Após quatro anos, sabe-se muito sobre o governo Bolsonaro, mas pouco sobre os planos do petista
Por Marcelo Godoy (foto)
O tenente-coronel Mauro Cesar Cid Barbosa se levantou da cadeira na plateia do estúdio e se dirigiu em passo acelerado até o presidente Jair Bolsonaro. Queria levar uma última instrução para o chefe, pouco antes do início do debate promovido pelo Estadão e pelo SBT – entre outros. O militar fardado, homem da Ajudância de Ordens do Planalto, uniu-se ao ministro das Comunicações, Fábio Faria, e a outro assessor do candidato à reeleição.
Cid é pessoa conhecida em Brasília. Oficial da Artilharia como o presidente, sempre está ao lado deste. Laços de amizade unem sua família à do chefe – seu pai, o general Mauro Cesar Lorena Cid, é colega de academia de Bolsonaro. Desde os primeiros dias do governo, o coronel acompanha as lives presidenciais. Chegou mesmo a se ver envolvido no inquérito policial a respeito de atos antidemocráticos.

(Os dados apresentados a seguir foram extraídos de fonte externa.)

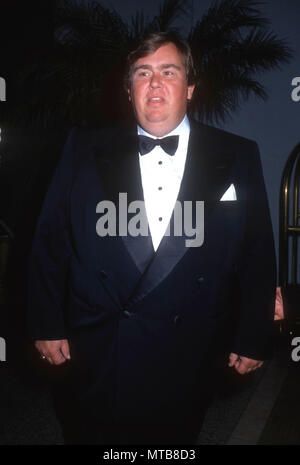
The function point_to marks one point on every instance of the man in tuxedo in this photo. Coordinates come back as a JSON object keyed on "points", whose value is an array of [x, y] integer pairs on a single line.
{"points": [[143, 320]]}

Fazia – ele admitiu – o papel de leva e traz de informações de blogueiros para o presidente.
Cid cuida das preocupações do dia a dia de Bolsonaro. Mostra-se a todos como um dos símbolos da onipresença militar na Esplanada. A exemplo dele, outros milhares de oficiais ocupam cadeiras nos ministérios. Após quase quatro anos, sabe-se muito sobre o governo Bolsonaro. Seus atos passaram pelo escrutínio judicial. Seus erros foram expostos e seus resultados – ou a ausência deles –, conhecidos. É possível que mais ainda exista nos arcani imperii do Planalto, afinal, o palácio, como advertia Baruch Spinoza, sempre pode “estender armadilhas aos cidadãos como as lançadas ao inimigo em tempo de guerra”.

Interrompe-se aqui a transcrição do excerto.